I understand what Frank is trying to say about market competition resembling competition in nature, but through the entire chapter I kept asking myself "Why do they have to be mutually exclusive?". He speaks later in the chapter about context relativity, which I think he should have applied to his analogies of economics and the wilderness; an animals antlers may seem cumbersome to us, and I see the logic he used about how smaller antlers would benefit the species better as a whole, but he's not addressing the positive benefits of the larger antlers. Larger antlers do help fight each other when in competition for mates, but also just represent a stronger,larger male. In brutal winter conditions, or times of scarcity, the larger of the species will survive, had they all been bred smaller, such conditions could be catastrophic to the species survival. Being able to represent this strength give the bigger bulls an advantage in their "market". Yes, it is beneficial for the gazelle to be as fast as possible to outrun a cheetah or other predator, but had evolution chosen to make the gazelle bigger, with large antlers, maybe the cheetah would simply go after easier prey?
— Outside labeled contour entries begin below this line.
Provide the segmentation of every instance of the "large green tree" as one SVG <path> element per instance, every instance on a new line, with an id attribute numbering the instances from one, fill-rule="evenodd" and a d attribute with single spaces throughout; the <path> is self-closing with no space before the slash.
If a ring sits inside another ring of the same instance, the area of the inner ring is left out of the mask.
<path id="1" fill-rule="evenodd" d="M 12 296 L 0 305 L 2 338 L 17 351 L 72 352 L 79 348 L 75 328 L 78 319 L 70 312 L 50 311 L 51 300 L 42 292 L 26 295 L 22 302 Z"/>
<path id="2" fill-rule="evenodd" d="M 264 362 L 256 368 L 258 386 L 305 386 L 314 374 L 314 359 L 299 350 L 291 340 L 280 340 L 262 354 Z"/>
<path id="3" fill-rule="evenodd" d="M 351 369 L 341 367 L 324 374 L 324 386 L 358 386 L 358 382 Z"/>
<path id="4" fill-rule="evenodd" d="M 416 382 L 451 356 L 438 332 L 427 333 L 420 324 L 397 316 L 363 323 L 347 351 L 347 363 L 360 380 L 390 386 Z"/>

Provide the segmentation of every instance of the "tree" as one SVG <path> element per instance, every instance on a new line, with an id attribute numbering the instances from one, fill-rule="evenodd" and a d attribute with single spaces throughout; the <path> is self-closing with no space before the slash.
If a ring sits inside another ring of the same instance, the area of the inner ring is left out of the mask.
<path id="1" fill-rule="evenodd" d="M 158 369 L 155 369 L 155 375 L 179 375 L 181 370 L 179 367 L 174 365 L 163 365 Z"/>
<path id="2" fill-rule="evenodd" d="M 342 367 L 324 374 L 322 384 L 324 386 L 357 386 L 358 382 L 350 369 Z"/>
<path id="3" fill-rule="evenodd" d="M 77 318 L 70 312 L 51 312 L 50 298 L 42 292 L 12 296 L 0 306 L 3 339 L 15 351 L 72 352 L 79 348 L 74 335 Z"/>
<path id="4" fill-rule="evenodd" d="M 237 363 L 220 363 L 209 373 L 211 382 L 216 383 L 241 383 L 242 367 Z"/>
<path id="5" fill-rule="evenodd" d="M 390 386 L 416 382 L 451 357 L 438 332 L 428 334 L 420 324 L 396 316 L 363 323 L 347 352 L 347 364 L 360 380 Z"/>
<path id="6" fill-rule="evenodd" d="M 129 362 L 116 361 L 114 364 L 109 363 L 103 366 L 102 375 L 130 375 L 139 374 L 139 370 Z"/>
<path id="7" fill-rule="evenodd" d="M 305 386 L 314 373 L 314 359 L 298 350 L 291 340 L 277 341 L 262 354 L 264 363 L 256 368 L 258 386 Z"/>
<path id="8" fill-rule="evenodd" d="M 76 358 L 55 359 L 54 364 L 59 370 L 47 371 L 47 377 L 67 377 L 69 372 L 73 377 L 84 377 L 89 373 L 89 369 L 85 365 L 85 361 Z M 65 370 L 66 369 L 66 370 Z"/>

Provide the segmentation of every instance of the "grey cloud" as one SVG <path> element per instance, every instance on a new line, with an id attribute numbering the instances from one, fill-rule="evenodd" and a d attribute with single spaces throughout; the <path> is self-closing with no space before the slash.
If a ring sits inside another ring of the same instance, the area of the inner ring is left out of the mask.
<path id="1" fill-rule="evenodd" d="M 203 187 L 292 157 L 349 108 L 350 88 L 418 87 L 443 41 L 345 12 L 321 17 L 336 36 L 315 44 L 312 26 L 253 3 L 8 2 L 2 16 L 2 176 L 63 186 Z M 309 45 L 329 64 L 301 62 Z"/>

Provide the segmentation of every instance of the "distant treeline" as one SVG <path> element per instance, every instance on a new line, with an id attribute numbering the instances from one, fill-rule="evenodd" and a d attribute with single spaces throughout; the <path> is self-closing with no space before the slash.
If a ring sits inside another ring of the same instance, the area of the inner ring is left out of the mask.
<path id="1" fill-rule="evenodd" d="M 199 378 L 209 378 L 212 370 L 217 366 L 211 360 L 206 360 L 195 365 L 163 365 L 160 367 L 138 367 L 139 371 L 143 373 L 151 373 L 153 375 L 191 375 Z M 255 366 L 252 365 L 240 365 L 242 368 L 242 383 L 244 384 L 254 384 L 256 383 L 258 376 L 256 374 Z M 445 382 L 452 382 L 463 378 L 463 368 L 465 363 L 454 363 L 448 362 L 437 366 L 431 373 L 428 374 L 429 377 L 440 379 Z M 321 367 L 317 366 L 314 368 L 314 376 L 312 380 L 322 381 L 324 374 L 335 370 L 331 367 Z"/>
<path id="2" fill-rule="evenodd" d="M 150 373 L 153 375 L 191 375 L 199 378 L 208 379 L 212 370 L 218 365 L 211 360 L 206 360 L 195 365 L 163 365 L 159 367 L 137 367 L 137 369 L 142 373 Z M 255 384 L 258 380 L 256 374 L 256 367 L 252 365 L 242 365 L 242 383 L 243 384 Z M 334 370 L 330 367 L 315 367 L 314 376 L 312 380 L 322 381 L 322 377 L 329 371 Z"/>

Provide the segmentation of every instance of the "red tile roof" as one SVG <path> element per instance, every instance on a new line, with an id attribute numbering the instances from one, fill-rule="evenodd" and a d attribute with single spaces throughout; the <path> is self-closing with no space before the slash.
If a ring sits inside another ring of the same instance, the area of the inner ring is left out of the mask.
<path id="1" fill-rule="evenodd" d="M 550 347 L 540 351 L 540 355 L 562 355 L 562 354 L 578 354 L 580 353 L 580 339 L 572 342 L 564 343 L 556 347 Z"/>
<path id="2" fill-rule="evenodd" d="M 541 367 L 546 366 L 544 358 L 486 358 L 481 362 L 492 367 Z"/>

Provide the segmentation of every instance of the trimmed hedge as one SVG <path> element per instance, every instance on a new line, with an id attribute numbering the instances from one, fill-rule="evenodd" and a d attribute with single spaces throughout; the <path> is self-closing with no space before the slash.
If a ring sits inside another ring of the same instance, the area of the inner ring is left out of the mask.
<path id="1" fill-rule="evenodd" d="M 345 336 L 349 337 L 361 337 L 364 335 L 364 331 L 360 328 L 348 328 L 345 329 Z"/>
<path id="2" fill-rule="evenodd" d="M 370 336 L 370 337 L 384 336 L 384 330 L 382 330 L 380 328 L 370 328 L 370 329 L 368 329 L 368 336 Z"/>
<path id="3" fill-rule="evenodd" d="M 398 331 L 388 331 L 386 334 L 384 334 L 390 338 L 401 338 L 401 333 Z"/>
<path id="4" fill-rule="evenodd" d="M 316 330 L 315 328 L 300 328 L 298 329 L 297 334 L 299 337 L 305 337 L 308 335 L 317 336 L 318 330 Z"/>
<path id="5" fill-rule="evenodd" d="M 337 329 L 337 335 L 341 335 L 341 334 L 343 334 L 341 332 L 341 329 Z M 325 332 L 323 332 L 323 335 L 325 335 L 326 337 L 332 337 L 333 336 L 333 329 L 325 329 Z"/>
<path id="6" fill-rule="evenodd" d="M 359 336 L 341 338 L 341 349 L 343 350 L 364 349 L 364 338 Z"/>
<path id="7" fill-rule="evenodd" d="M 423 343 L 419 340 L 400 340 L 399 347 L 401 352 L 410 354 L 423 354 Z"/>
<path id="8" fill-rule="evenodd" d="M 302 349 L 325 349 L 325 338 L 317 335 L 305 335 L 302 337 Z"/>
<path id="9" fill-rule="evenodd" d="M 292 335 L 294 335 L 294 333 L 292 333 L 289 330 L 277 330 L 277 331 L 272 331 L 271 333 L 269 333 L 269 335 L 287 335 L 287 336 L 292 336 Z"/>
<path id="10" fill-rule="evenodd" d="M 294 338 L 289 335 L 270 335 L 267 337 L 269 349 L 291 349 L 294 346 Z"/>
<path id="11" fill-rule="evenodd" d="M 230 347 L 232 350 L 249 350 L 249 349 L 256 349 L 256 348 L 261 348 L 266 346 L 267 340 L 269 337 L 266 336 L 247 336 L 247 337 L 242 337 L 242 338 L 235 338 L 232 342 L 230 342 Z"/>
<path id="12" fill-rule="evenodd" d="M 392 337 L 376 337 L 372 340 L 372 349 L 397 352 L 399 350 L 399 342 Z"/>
And through all of this, I see The Invisible Hand at work. In my understanding of this concept, I never thought of The Invisible Hand as striving for a perfect and equal outcome, it merely is the interactions of all parties coming together to use and share resources, and the consumers will choose what they deem the best value, thus the survival of the fittest. I hope I am not misunderstanding that concept, I apologize if I am.
Something that Sherri was always saying in class is that the Economy isn't static, it is constantly shifting and changing. Likewise with evolution, neither one has a specific goal in mind, they are simply changing to meet demands of the moment, and trying to adapt should an environment or resource change, some thrive, some die out.
His metaphors sparked one of my own that I would like to share: ( A little background: I'm a biology major and have volunteered on a wildlife refuge in South Africa)
There is a market for something called 'Canned Hunting', in which someone owns land, fences it in, and supplies it with Lions, Elephants, Zebras, Rhinos, what have you. Trophy hunters pay to come "hunt" this land, as it is a guarantee of a kill, the animals have no where to go. In addition, a guide is usually provided so the hunter has even more security and safety....Sounds like a subsidy if I ever heard one :) Having a guarantee of acquiring the outcome one wants with virtually none of the added risk that would normally be involved with killing such deadly and rare creatures. Just a thought.